When utilizing array higher order functions, the entire process is eagerly completed at each step.
const isOdd = v => v % 2 == 1;
const multiply = by => v => v * by;
const arrRange = IntStream.range(10, 20);
const arrOdd = arrRange.filter(isOdd);
const arrOddM3 = arrOdd.map(multiply(3));
Each step creates distinct arrays as bindings. Even when chaining them together, intermediate arrays are always generated and the full array must be completed before moving on to the next step.
const arrOddM3 = IntStream.range(10, 20).filter(isOdd).map(multiply(3));
arrOddM3; // ==> [33, 39, 45, 51, 57]
Streams handle things differently as they only compute values when accessed. A stream implementation would have a similar appearance.

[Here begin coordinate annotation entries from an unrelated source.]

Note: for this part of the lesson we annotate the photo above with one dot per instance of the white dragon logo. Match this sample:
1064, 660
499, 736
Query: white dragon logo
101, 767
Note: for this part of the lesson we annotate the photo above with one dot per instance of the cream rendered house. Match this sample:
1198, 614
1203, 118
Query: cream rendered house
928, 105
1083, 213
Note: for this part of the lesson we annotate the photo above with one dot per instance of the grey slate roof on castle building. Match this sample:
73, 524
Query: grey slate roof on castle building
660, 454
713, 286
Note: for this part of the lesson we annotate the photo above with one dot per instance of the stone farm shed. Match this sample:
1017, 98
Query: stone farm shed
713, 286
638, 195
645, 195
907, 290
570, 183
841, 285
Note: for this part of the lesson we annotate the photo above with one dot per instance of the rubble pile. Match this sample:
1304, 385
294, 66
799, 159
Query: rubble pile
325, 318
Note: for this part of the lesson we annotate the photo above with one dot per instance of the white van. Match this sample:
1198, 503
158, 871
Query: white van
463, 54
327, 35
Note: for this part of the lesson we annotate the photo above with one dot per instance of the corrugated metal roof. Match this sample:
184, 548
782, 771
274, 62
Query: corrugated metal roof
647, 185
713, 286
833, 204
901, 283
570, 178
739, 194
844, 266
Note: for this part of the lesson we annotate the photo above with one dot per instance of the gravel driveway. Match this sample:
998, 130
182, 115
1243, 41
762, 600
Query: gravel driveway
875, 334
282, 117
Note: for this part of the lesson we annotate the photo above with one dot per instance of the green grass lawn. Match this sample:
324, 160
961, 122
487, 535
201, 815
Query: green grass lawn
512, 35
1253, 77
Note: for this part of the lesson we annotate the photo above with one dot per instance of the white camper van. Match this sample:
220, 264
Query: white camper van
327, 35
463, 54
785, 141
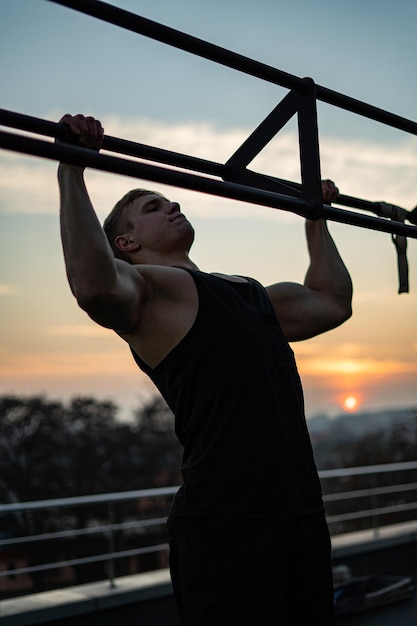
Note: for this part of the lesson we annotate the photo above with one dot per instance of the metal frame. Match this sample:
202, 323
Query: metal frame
232, 179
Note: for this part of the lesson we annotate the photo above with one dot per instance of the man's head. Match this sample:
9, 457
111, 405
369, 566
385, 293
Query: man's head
117, 221
146, 227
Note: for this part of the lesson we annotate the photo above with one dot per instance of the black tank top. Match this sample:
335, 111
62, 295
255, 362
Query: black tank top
234, 389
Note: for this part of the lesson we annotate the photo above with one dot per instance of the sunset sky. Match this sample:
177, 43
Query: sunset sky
55, 61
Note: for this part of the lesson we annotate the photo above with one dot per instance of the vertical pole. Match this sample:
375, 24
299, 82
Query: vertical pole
112, 583
309, 150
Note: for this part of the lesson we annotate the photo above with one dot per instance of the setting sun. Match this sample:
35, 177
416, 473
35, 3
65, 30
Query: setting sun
350, 403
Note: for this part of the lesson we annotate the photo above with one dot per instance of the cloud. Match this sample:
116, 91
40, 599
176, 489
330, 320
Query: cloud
7, 290
364, 367
76, 330
63, 364
373, 171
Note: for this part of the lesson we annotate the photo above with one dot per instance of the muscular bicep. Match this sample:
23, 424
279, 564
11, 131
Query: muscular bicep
118, 305
303, 312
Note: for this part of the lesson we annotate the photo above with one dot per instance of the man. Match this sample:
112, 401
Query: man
249, 542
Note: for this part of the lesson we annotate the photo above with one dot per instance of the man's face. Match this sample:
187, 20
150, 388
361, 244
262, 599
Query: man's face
158, 224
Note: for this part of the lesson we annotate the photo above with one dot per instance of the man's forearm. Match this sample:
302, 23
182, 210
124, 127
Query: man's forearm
88, 257
327, 271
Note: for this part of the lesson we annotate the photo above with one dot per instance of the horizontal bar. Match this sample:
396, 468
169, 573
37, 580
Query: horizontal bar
122, 146
154, 30
79, 532
101, 498
373, 491
134, 169
177, 39
368, 469
85, 560
394, 508
113, 144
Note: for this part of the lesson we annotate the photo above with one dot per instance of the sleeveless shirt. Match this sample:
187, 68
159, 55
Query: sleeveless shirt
234, 389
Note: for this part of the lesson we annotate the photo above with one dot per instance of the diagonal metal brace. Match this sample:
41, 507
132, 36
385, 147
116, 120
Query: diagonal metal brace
400, 242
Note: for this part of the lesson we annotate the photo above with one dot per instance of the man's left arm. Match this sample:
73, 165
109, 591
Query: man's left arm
324, 301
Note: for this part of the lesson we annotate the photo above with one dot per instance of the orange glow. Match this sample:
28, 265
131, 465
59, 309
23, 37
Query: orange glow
351, 403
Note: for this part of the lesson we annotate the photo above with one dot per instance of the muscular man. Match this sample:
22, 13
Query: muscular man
248, 538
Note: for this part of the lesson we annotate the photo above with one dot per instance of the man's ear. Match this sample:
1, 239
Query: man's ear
125, 243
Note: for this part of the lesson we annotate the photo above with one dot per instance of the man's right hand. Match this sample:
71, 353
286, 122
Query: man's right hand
87, 131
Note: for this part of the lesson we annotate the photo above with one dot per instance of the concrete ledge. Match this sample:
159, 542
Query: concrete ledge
52, 606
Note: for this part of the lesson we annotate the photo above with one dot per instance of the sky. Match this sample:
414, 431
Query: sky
55, 60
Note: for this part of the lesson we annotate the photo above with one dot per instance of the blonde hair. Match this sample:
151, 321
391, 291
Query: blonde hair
116, 222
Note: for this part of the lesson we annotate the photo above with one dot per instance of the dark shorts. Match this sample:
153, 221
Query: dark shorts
254, 575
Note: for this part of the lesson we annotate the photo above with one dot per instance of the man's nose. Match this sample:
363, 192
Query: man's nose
175, 207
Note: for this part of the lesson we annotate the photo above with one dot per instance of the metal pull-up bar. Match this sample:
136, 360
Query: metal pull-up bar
291, 201
234, 180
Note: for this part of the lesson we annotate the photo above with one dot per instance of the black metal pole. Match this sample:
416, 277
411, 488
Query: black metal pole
133, 169
177, 159
223, 56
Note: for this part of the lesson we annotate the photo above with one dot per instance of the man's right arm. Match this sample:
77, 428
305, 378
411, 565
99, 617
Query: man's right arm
110, 290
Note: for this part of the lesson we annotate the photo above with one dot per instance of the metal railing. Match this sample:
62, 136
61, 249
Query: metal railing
383, 488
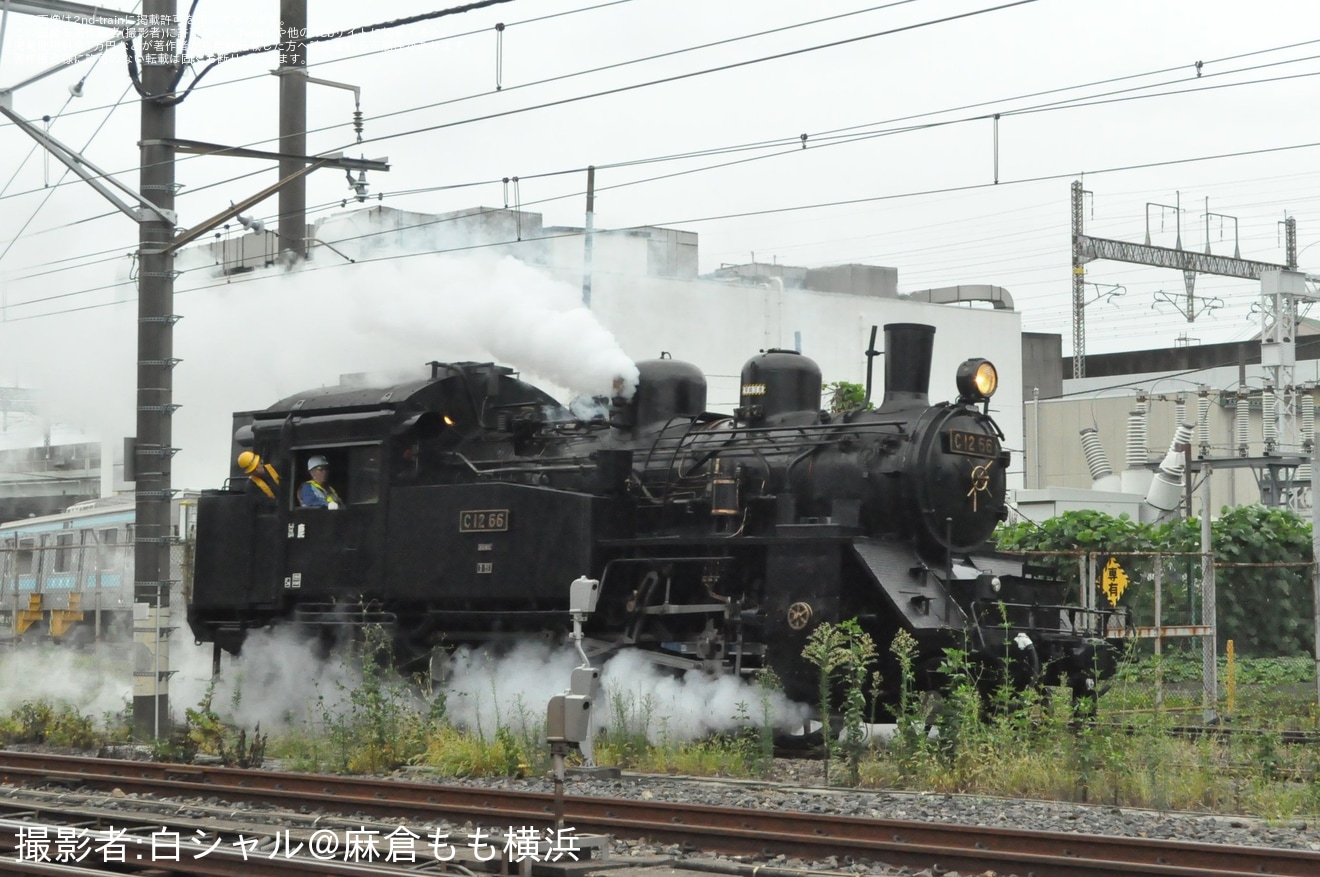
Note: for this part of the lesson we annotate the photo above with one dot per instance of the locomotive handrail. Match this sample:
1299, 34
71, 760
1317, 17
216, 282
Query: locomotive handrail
531, 465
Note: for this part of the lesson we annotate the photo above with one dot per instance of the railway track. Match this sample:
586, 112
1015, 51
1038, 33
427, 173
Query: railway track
758, 834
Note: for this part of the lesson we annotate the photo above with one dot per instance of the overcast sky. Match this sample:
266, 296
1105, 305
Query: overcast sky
867, 188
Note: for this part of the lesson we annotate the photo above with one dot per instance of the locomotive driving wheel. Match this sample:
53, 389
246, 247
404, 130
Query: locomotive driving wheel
799, 616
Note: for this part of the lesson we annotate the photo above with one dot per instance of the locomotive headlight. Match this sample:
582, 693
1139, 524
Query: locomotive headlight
977, 379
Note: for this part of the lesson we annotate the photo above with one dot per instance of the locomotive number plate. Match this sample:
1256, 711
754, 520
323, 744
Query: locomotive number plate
483, 521
972, 444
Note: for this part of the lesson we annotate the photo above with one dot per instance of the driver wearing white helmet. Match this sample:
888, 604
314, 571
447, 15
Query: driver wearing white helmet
317, 493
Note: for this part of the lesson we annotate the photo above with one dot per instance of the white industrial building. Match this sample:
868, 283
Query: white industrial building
646, 289
1134, 402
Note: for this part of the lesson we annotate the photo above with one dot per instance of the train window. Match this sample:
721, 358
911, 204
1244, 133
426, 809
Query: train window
108, 555
25, 556
64, 552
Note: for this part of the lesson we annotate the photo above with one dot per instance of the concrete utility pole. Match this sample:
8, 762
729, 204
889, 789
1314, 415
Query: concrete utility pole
156, 363
589, 237
293, 126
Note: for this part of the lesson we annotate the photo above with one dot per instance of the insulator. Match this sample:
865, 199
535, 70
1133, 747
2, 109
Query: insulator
1240, 421
1096, 460
1166, 486
1137, 437
1203, 420
1269, 419
1308, 429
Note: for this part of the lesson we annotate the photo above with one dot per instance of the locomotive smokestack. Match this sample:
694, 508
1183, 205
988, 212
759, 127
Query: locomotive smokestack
907, 365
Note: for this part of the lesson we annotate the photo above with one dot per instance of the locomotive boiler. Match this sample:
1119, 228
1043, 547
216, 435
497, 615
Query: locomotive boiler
721, 542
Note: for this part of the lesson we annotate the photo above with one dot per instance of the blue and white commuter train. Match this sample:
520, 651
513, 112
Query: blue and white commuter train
69, 576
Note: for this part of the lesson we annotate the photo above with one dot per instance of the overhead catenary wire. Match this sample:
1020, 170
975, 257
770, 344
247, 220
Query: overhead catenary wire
231, 281
659, 159
173, 98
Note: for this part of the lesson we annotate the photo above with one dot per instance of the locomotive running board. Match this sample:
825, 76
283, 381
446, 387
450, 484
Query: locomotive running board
912, 588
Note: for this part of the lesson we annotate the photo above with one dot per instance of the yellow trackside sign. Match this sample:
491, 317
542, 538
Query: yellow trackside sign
1113, 580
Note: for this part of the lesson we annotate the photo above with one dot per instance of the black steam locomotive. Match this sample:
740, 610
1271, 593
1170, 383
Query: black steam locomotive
473, 499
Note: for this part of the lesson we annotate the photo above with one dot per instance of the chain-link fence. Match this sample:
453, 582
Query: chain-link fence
1242, 650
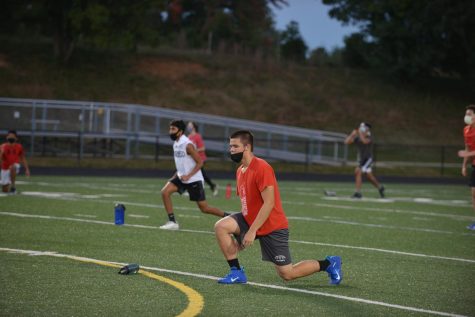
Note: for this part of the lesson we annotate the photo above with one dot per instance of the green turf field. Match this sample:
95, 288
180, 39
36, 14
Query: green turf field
406, 255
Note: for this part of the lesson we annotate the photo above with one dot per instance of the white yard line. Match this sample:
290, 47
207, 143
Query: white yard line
13, 214
263, 285
385, 210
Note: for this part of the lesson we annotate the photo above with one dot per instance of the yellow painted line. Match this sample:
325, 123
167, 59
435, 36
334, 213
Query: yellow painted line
195, 300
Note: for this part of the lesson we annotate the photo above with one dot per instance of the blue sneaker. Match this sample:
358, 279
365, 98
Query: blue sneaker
334, 269
235, 276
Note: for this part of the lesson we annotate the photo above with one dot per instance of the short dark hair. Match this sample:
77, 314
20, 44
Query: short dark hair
470, 107
180, 124
195, 126
245, 136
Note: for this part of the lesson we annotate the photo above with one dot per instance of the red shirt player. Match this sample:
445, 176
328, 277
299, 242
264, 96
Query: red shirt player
11, 154
469, 153
195, 137
262, 217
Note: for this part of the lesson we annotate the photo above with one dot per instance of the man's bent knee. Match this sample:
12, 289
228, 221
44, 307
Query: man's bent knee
286, 275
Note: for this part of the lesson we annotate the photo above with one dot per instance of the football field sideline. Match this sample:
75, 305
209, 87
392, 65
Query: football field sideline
202, 276
22, 215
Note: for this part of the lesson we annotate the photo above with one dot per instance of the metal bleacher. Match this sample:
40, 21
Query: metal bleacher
138, 124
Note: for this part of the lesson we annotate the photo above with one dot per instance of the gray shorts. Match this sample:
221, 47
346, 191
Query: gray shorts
274, 246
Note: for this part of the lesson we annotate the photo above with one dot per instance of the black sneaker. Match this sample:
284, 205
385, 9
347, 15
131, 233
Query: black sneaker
381, 191
357, 195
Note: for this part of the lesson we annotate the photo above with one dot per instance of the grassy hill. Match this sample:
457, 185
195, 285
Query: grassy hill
328, 98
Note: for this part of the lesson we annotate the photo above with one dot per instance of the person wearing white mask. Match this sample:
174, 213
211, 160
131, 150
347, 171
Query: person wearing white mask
361, 137
187, 177
468, 154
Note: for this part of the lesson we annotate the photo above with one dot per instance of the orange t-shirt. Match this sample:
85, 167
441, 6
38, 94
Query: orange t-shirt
259, 175
469, 136
11, 154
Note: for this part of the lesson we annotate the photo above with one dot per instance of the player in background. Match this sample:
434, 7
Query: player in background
262, 217
361, 137
195, 137
469, 153
187, 177
11, 155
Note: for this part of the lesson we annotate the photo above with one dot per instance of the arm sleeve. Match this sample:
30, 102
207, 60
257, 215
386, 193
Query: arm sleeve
199, 141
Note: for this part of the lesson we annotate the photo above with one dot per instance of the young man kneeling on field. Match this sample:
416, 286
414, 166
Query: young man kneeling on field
262, 218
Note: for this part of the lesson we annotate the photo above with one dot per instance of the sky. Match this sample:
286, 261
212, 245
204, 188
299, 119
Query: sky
316, 26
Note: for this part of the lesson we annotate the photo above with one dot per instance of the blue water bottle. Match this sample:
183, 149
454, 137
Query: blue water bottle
119, 214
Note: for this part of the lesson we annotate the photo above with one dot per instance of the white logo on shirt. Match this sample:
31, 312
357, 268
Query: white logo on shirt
242, 195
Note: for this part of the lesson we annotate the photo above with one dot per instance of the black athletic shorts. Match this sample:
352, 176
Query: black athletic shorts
472, 177
195, 189
274, 246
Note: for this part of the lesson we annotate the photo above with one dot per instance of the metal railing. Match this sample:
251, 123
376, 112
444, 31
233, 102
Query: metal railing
134, 125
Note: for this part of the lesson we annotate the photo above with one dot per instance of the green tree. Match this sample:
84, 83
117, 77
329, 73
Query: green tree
97, 23
412, 38
292, 45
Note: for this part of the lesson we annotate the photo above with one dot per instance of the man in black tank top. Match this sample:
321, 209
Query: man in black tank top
361, 137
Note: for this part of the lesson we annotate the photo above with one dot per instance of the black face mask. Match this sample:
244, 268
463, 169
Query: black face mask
236, 157
174, 136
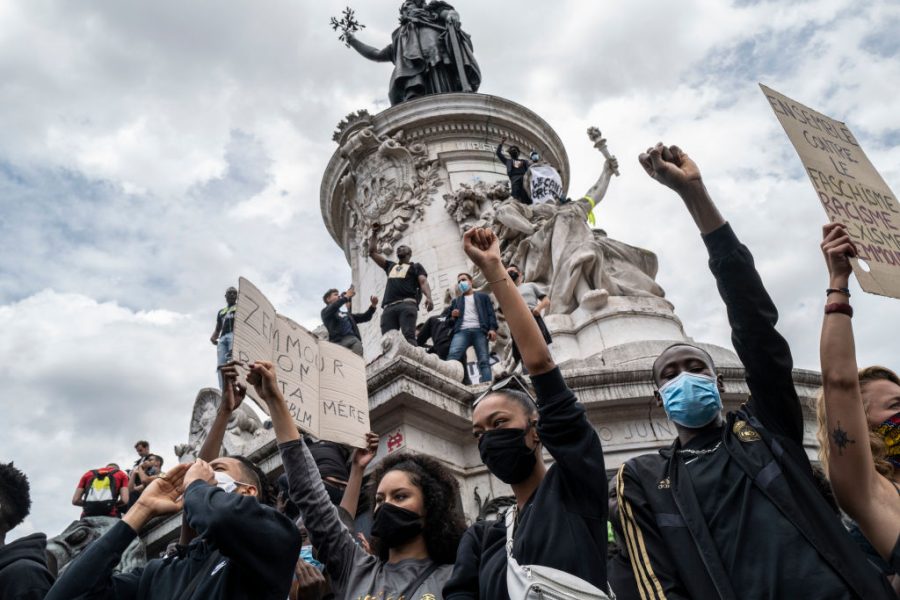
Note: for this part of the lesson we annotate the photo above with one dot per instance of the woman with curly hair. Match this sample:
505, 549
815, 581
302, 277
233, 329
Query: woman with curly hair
859, 416
417, 523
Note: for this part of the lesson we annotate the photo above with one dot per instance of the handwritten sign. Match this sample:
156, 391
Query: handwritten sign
544, 183
850, 189
324, 384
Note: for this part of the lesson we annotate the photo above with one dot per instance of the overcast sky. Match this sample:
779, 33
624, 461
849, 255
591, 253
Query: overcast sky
152, 152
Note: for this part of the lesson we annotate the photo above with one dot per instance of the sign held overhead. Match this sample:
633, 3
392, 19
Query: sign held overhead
324, 384
850, 189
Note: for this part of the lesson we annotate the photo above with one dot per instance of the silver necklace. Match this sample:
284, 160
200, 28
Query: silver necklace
689, 452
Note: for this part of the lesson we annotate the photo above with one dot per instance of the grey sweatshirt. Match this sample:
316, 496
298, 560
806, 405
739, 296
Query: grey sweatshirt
355, 574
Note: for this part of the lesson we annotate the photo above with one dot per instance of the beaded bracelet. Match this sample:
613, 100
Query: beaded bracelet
839, 307
844, 291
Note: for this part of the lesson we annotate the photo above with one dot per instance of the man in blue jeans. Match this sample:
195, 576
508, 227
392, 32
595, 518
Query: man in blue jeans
475, 325
223, 336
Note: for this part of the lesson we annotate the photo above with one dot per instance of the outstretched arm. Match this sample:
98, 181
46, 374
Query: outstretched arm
332, 539
483, 248
384, 55
862, 492
751, 313
598, 190
361, 459
426, 289
233, 394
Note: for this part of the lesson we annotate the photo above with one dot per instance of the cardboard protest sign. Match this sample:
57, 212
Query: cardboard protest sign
850, 189
543, 183
324, 384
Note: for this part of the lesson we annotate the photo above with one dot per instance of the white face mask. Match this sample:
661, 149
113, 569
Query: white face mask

const streamOddM3 = Stream.range(10, Infinity).filter(isOdd).map(multiply(3));
streamOddM3; // ==> Stream
By changing the end point to infinity, calculations may start with just the very first value, or even none until requested. To force the computations, requesting values returns an array:
streamOddM3.take(3); // ==> [33, 39, 45]
The following code demonstrates a Stream implementation inspired by the one showcased in the SICP videos operating akin to Java's streams.
// Class implementations here...
Alternatives such as generators and transducers offer different solutions.
In JavaScript, generators (also known as coroutines) provide an option where you can create map and filter generator functions from a generator source to produce a new generator after transformation. Utilizing generators, already present in the language, may be a better fit compared to Streams but further exploration is required to create a generator example based on the above scenario.
Clojure introduces transducers, allowing composition of steps so that list creation only occurs for elements included in the final output. Easily implementable in JavaScript, transducers provide another approach to streamline operations.